Нередко на пути из секретариата наркома в свою комнату я видел, как из-за коридорного
поворота появлялась знакомая фигура охранника. И каждый раз это приводило в смятение. Нет,
то не был страх. Я был убежден, что мне ничем не грозит такая встреча. Но тем не менее
возникало непреодолимое желание спрятаться. Через несколько секунд должен появиться
Сталин. Лихорадочно включалась мысль: вернуться обратно в секретариат или быстро добежать
до своей комнаты? Можно спрятаться за одной из гардин, прикрывающих высокие окна, — а
если Сталин заметит, примет меня за злоумышленника или подумает, что у меня совесть
нечиста? Ведь даже когда собеседник не смотрел ему в глаза, он готов был заподозрить крамолу.
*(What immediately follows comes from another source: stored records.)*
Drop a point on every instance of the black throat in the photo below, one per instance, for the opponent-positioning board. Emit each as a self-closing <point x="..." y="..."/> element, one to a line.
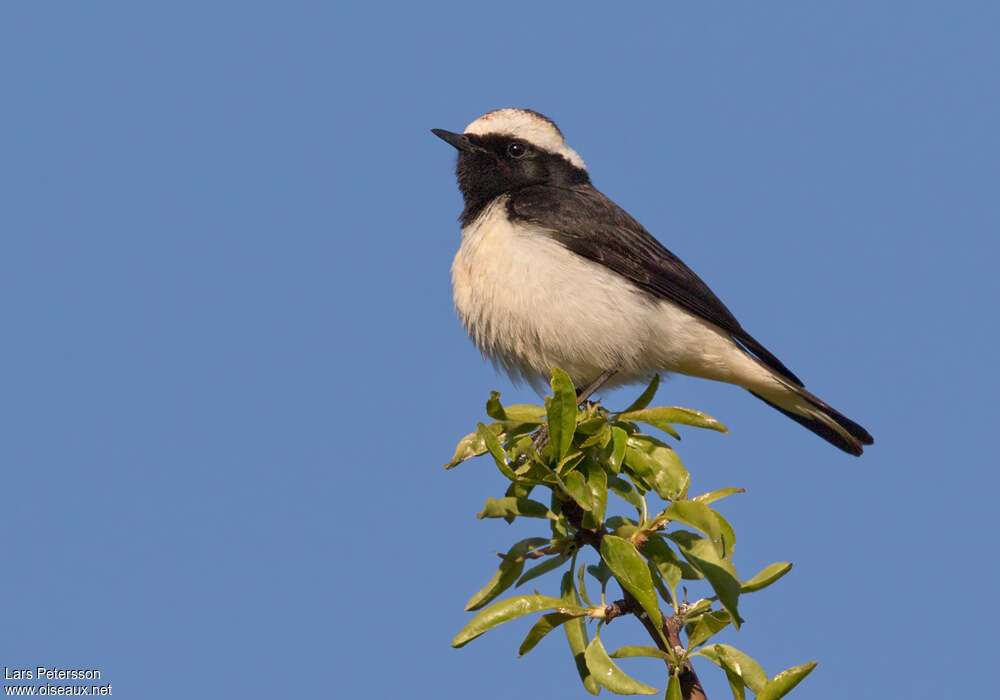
<point x="491" y="170"/>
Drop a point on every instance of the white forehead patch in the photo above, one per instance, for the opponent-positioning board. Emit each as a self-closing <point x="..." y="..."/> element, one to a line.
<point x="529" y="126"/>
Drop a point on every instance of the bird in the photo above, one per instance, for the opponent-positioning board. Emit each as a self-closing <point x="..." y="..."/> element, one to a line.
<point x="552" y="273"/>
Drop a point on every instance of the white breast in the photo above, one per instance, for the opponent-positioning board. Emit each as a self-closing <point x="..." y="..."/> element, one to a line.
<point x="529" y="304"/>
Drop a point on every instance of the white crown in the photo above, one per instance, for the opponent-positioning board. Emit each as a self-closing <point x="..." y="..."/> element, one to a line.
<point x="526" y="125"/>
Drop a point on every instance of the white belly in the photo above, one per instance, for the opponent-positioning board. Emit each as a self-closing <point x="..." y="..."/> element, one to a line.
<point x="529" y="305"/>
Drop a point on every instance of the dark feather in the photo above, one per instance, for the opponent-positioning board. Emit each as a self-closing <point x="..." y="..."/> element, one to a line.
<point x="592" y="226"/>
<point x="860" y="435"/>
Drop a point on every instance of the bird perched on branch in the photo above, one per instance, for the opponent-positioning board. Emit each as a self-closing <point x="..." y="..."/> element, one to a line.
<point x="551" y="273"/>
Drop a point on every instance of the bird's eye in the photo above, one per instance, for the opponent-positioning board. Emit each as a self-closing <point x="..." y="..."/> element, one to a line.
<point x="517" y="150"/>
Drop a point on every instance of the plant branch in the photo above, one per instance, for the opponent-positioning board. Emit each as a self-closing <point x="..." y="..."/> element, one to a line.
<point x="671" y="626"/>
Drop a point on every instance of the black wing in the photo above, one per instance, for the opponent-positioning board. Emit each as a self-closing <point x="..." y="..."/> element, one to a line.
<point x="594" y="227"/>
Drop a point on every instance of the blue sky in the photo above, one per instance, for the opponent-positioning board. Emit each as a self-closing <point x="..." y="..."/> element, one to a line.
<point x="232" y="370"/>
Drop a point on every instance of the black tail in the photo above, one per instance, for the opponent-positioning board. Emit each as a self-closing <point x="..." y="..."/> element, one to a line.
<point x="851" y="443"/>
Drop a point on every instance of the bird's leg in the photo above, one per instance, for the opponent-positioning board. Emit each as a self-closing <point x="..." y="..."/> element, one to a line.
<point x="582" y="396"/>
<point x="542" y="434"/>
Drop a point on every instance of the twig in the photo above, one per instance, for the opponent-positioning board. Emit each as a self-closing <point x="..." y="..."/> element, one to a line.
<point x="542" y="434"/>
<point x="671" y="626"/>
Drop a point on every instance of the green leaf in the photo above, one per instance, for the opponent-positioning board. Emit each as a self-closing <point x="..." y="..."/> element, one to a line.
<point x="673" y="688"/>
<point x="576" y="635"/>
<point x="707" y="626"/>
<point x="657" y="465"/>
<point x="472" y="445"/>
<point x="546" y="623"/>
<point x="545" y="567"/>
<point x="629" y="568"/>
<point x="712" y="496"/>
<point x="619" y="441"/>
<point x="721" y="573"/>
<point x="649" y="417"/>
<point x="666" y="595"/>
<point x="782" y="683"/>
<point x="576" y="486"/>
<point x="728" y="535"/>
<point x="629" y="652"/>
<point x="581" y="585"/>
<point x="601" y="572"/>
<point x="624" y="490"/>
<point x="503" y="507"/>
<point x="597" y="491"/>
<point x="494" y="409"/>
<point x="666" y="415"/>
<point x="496" y="451"/>
<point x="735" y="661"/>
<point x="506" y="610"/>
<point x="609" y="675"/>
<point x="510" y="568"/>
<point x="765" y="578"/>
<point x="663" y="558"/>
<point x="525" y="413"/>
<point x="667" y="563"/>
<point x="646" y="396"/>
<point x="561" y="410"/>
<point x="700" y="517"/>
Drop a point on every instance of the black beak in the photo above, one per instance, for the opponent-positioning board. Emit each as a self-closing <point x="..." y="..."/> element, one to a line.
<point x="459" y="141"/>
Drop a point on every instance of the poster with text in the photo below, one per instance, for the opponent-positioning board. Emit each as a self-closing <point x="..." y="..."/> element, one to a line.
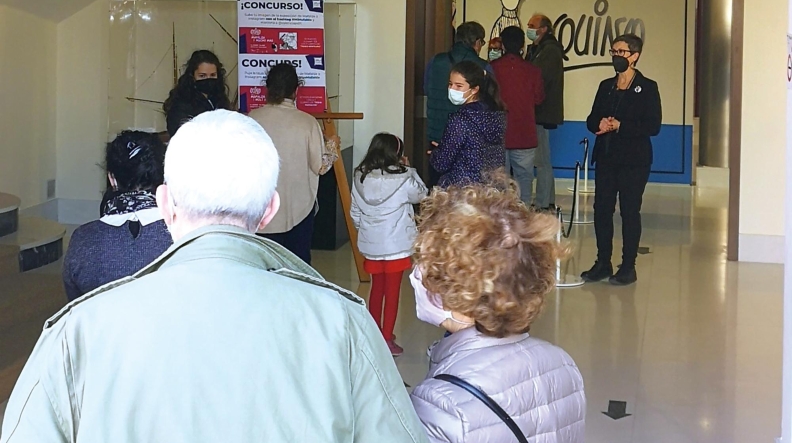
<point x="253" y="68"/>
<point x="274" y="32"/>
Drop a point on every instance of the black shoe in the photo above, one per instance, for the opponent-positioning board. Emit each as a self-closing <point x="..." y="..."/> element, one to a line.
<point x="624" y="277"/>
<point x="600" y="271"/>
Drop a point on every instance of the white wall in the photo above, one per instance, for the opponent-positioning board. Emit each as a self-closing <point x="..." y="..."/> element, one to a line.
<point x="82" y="79"/>
<point x="379" y="69"/>
<point x="27" y="94"/>
<point x="786" y="403"/>
<point x="764" y="121"/>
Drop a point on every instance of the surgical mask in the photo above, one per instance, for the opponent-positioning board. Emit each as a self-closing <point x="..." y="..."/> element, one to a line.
<point x="425" y="307"/>
<point x="531" y="34"/>
<point x="620" y="64"/>
<point x="208" y="86"/>
<point x="457" y="97"/>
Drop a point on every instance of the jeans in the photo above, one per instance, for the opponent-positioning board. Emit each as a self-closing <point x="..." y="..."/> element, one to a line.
<point x="628" y="183"/>
<point x="520" y="163"/>
<point x="545" y="182"/>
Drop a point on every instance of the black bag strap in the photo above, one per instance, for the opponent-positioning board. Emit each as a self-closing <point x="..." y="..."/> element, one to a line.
<point x="489" y="402"/>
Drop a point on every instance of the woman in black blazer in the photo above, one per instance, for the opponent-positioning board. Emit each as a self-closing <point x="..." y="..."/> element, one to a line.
<point x="626" y="113"/>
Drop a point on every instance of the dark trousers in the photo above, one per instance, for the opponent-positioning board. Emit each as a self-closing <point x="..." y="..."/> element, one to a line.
<point x="434" y="176"/>
<point x="298" y="239"/>
<point x="628" y="184"/>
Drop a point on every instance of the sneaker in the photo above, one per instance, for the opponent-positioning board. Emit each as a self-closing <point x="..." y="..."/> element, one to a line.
<point x="600" y="271"/>
<point x="395" y="349"/>
<point x="429" y="349"/>
<point x="624" y="276"/>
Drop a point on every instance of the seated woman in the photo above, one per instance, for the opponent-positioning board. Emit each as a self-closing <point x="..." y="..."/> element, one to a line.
<point x="131" y="233"/>
<point x="483" y="264"/>
<point x="200" y="88"/>
<point x="473" y="141"/>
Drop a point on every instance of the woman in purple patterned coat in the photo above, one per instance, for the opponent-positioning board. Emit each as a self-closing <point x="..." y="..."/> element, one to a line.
<point x="473" y="141"/>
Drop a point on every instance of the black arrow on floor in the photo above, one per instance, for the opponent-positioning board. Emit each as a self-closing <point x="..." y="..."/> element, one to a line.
<point x="617" y="410"/>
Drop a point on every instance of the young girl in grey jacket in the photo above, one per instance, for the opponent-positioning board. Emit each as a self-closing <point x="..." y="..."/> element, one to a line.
<point x="384" y="191"/>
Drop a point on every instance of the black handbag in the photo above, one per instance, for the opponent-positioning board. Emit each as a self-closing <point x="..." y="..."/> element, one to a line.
<point x="490" y="403"/>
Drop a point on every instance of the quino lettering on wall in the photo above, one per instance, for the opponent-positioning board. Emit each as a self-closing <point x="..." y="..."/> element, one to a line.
<point x="593" y="35"/>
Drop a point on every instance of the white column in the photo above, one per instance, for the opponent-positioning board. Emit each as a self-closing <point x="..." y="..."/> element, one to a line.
<point x="786" y="409"/>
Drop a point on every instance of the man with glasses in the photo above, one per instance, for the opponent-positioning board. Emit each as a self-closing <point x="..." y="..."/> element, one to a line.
<point x="547" y="54"/>
<point x="469" y="39"/>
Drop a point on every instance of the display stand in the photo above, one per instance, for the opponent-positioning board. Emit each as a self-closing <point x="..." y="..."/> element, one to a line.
<point x="329" y="129"/>
<point x="564" y="280"/>
<point x="586" y="188"/>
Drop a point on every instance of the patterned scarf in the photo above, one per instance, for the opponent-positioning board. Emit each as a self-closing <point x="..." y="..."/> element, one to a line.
<point x="128" y="202"/>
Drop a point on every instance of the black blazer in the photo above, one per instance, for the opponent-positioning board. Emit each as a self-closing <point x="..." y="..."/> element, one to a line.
<point x="640" y="114"/>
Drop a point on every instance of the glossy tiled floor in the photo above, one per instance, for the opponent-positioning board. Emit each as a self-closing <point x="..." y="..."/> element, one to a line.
<point x="694" y="348"/>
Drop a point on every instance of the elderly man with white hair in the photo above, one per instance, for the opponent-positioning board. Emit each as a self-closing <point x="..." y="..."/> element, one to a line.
<point x="225" y="338"/>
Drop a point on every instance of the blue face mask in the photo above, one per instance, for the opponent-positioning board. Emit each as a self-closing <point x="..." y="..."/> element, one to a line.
<point x="531" y="34"/>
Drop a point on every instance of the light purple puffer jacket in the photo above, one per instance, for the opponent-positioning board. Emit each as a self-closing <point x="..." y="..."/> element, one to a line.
<point x="536" y="383"/>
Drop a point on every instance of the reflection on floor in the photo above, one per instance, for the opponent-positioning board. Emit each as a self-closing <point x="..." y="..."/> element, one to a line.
<point x="694" y="348"/>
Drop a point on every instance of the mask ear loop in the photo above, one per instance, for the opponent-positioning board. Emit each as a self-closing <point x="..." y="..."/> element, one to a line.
<point x="399" y="146"/>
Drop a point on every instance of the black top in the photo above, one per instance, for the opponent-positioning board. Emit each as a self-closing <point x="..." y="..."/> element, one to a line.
<point x="548" y="55"/>
<point x="640" y="114"/>
<point x="100" y="253"/>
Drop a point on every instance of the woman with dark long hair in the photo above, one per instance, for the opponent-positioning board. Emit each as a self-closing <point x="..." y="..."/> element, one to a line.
<point x="130" y="233"/>
<point x="200" y="88"/>
<point x="473" y="141"/>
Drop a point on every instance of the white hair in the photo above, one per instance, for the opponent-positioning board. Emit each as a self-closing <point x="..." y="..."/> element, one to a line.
<point x="222" y="167"/>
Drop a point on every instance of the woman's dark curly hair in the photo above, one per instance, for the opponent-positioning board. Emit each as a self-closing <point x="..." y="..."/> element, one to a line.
<point x="137" y="161"/>
<point x="185" y="91"/>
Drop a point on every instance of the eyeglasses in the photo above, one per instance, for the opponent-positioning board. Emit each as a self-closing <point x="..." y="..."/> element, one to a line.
<point x="620" y="52"/>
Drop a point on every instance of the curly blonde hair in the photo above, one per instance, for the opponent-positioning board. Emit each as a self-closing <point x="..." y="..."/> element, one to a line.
<point x="487" y="255"/>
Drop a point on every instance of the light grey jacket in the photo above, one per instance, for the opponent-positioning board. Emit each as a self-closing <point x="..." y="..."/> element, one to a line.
<point x="535" y="382"/>
<point x="383" y="214"/>
<point x="225" y="338"/>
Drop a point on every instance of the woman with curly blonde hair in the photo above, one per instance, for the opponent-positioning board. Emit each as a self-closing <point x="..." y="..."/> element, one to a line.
<point x="483" y="265"/>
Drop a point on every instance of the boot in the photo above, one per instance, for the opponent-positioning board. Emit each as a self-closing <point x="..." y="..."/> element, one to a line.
<point x="600" y="271"/>
<point x="624" y="277"/>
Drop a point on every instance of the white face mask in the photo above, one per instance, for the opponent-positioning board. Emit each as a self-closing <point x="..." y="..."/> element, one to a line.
<point x="457" y="97"/>
<point x="425" y="306"/>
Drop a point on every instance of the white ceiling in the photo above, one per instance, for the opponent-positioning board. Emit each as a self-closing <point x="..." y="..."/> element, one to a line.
<point x="55" y="10"/>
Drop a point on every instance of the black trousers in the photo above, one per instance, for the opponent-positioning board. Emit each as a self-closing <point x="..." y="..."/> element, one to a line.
<point x="628" y="184"/>
<point x="434" y="176"/>
<point x="298" y="239"/>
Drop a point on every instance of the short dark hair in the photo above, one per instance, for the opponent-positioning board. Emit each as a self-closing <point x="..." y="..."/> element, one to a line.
<point x="544" y="22"/>
<point x="282" y="83"/>
<point x="137" y="161"/>
<point x="513" y="40"/>
<point x="469" y="33"/>
<point x="634" y="42"/>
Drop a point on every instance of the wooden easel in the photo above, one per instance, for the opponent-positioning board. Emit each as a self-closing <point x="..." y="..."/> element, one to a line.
<point x="328" y="126"/>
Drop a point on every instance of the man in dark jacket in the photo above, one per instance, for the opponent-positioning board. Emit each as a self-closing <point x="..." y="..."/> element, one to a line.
<point x="522" y="91"/>
<point x="547" y="54"/>
<point x="469" y="40"/>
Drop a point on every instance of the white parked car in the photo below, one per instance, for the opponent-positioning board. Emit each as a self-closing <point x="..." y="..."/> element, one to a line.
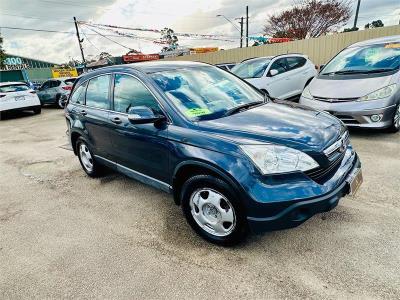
<point x="283" y="76"/>
<point x="55" y="91"/>
<point x="18" y="96"/>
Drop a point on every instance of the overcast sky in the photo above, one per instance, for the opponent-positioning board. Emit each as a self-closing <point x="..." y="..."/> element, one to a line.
<point x="181" y="15"/>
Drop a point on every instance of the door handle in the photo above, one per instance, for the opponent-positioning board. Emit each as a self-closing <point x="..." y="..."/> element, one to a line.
<point x="116" y="120"/>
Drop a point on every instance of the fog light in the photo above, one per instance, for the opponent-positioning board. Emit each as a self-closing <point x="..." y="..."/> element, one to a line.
<point x="376" y="118"/>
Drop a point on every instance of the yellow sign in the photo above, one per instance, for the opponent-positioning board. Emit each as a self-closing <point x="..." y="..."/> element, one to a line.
<point x="57" y="73"/>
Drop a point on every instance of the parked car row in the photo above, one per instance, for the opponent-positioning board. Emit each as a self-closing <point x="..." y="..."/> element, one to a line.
<point x="22" y="96"/>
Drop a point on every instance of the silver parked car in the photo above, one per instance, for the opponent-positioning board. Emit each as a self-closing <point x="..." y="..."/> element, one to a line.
<point x="55" y="91"/>
<point x="361" y="85"/>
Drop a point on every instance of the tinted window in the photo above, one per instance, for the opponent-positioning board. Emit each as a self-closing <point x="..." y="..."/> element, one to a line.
<point x="79" y="94"/>
<point x="69" y="81"/>
<point x="54" y="83"/>
<point x="129" y="92"/>
<point x="97" y="93"/>
<point x="13" y="88"/>
<point x="295" y="62"/>
<point x="205" y="92"/>
<point x="253" y="68"/>
<point x="279" y="65"/>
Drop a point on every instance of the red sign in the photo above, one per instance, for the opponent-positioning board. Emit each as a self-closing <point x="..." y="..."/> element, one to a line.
<point x="139" y="57"/>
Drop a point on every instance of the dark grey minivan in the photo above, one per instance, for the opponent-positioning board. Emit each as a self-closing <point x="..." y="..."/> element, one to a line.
<point x="361" y="85"/>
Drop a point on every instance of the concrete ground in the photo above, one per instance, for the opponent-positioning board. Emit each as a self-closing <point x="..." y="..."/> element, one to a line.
<point x="64" y="235"/>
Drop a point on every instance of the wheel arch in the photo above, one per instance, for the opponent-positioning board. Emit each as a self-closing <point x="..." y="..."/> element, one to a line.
<point x="187" y="169"/>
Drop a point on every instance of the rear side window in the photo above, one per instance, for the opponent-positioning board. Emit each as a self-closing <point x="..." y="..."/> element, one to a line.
<point x="295" y="62"/>
<point x="129" y="92"/>
<point x="78" y="95"/>
<point x="13" y="88"/>
<point x="55" y="83"/>
<point x="97" y="93"/>
<point x="69" y="81"/>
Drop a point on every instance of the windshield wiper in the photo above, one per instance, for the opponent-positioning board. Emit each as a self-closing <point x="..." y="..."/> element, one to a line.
<point x="241" y="107"/>
<point x="346" y="72"/>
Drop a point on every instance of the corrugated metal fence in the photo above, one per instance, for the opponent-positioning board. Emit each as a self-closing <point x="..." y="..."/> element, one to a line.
<point x="320" y="50"/>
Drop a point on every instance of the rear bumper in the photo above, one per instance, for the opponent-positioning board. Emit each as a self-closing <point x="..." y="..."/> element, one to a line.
<point x="358" y="114"/>
<point x="300" y="211"/>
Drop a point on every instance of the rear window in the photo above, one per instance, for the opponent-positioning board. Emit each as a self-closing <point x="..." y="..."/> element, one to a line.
<point x="13" y="88"/>
<point x="70" y="81"/>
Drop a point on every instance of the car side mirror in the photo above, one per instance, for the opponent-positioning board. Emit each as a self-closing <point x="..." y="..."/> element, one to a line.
<point x="273" y="72"/>
<point x="143" y="115"/>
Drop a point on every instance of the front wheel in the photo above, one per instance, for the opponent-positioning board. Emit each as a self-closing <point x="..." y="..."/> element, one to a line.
<point x="395" y="127"/>
<point x="213" y="211"/>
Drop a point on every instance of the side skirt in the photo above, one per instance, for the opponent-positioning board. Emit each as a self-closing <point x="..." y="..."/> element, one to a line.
<point x="136" y="175"/>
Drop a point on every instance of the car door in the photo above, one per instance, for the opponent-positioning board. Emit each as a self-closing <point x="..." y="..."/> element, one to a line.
<point x="43" y="92"/>
<point x="278" y="86"/>
<point x="299" y="73"/>
<point x="95" y="114"/>
<point x="141" y="149"/>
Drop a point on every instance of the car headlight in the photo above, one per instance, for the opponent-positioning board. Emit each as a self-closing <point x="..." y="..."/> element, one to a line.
<point x="379" y="94"/>
<point x="274" y="159"/>
<point x="306" y="93"/>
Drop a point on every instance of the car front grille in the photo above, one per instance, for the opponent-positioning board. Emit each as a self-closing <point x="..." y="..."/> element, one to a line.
<point x="335" y="154"/>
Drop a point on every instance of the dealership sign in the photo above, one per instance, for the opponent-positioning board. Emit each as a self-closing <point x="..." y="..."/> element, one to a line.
<point x="139" y="57"/>
<point x="57" y="73"/>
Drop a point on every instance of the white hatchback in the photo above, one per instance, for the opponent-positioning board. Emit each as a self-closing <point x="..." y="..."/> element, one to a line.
<point x="18" y="96"/>
<point x="283" y="76"/>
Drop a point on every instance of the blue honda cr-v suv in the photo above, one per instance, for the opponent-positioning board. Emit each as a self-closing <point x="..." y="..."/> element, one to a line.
<point x="232" y="158"/>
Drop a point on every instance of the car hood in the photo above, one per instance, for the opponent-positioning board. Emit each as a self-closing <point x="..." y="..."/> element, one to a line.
<point x="283" y="123"/>
<point x="347" y="88"/>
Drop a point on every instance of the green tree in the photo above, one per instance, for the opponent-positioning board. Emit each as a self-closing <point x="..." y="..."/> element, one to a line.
<point x="2" y="54"/>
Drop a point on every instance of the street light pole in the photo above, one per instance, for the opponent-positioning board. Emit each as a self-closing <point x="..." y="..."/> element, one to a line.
<point x="80" y="43"/>
<point x="234" y="25"/>
<point x="356" y="17"/>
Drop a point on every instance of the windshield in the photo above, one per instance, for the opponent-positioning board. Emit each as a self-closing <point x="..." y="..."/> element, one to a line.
<point x="365" y="59"/>
<point x="206" y="92"/>
<point x="253" y="68"/>
<point x="13" y="88"/>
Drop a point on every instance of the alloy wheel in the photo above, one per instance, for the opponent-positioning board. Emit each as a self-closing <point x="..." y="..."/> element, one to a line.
<point x="86" y="157"/>
<point x="213" y="212"/>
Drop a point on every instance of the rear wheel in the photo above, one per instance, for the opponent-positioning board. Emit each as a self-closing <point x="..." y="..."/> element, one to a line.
<point x="213" y="210"/>
<point x="86" y="158"/>
<point x="395" y="127"/>
<point x="60" y="101"/>
<point x="37" y="110"/>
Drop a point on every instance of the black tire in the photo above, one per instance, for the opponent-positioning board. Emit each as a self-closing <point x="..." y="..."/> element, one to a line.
<point x="59" y="102"/>
<point x="37" y="110"/>
<point x="96" y="169"/>
<point x="395" y="127"/>
<point x="199" y="182"/>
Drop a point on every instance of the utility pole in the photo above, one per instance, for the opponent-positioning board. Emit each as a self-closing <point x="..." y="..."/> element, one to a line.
<point x="241" y="32"/>
<point x="80" y="43"/>
<point x="247" y="25"/>
<point x="356" y="18"/>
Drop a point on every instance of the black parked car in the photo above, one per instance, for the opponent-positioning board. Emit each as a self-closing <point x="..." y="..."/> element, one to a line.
<point x="232" y="159"/>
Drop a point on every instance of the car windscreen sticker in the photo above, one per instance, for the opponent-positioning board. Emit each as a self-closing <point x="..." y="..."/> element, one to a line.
<point x="197" y="112"/>
<point x="392" y="46"/>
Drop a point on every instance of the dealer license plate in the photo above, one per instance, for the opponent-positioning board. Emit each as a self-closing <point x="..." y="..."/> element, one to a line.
<point x="355" y="181"/>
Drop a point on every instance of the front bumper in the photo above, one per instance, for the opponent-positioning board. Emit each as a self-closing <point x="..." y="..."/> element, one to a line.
<point x="357" y="114"/>
<point x="300" y="211"/>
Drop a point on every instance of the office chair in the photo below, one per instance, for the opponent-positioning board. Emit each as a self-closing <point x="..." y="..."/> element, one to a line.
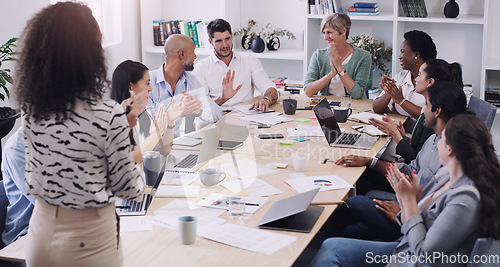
<point x="4" y="202"/>
<point x="483" y="110"/>
<point x="485" y="246"/>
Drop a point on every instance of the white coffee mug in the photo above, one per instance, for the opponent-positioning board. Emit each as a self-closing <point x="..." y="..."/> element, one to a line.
<point x="210" y="176"/>
<point x="301" y="161"/>
<point x="187" y="229"/>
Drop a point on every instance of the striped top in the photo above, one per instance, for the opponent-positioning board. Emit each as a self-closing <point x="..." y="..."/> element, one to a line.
<point x="84" y="161"/>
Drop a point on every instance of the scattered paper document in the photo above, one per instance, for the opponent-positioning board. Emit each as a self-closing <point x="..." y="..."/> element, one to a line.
<point x="303" y="120"/>
<point x="136" y="224"/>
<point x="257" y="187"/>
<point x="365" y="116"/>
<point x="245" y="109"/>
<point x="178" y="178"/>
<point x="178" y="191"/>
<point x="305" y="130"/>
<point x="221" y="201"/>
<point x="247" y="169"/>
<point x="256" y="240"/>
<point x="180" y="207"/>
<point x="325" y="183"/>
<point x="280" y="165"/>
<point x="286" y="142"/>
<point x="369" y="129"/>
<point x="295" y="175"/>
<point x="268" y="118"/>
— Почему у вас глаза бегают? — Этот его вопрос мог решить судьбу бедняги.
Перебрав все варианты и понимая, что времени не остается, прижимался спиной к стене и
ждал. Процессия медленно проходила мимо. Я бодро произносил:
— Здравствуйте, товарищ Сталин!
Он молча, легким движением руки отвечал на мое приветствие и следовал дальше. Я с
облегчением вздыхал… До сих пор не могу объяснить, отчего при каждой подобной ситуации
меня охватывало оцепенение.
Нервозность возникала и тогда, когда главный помощник вождя Поскребышев или кто-то
из его заместителей предупреждал, что предстоит беседа с американцами и мне ее переводить.
Но тут я находил объяснение — восхождение на Олимп требовало нервной концентрации,
хотелось выполнить поручение как можно лучше, чтобы Он остался доволен».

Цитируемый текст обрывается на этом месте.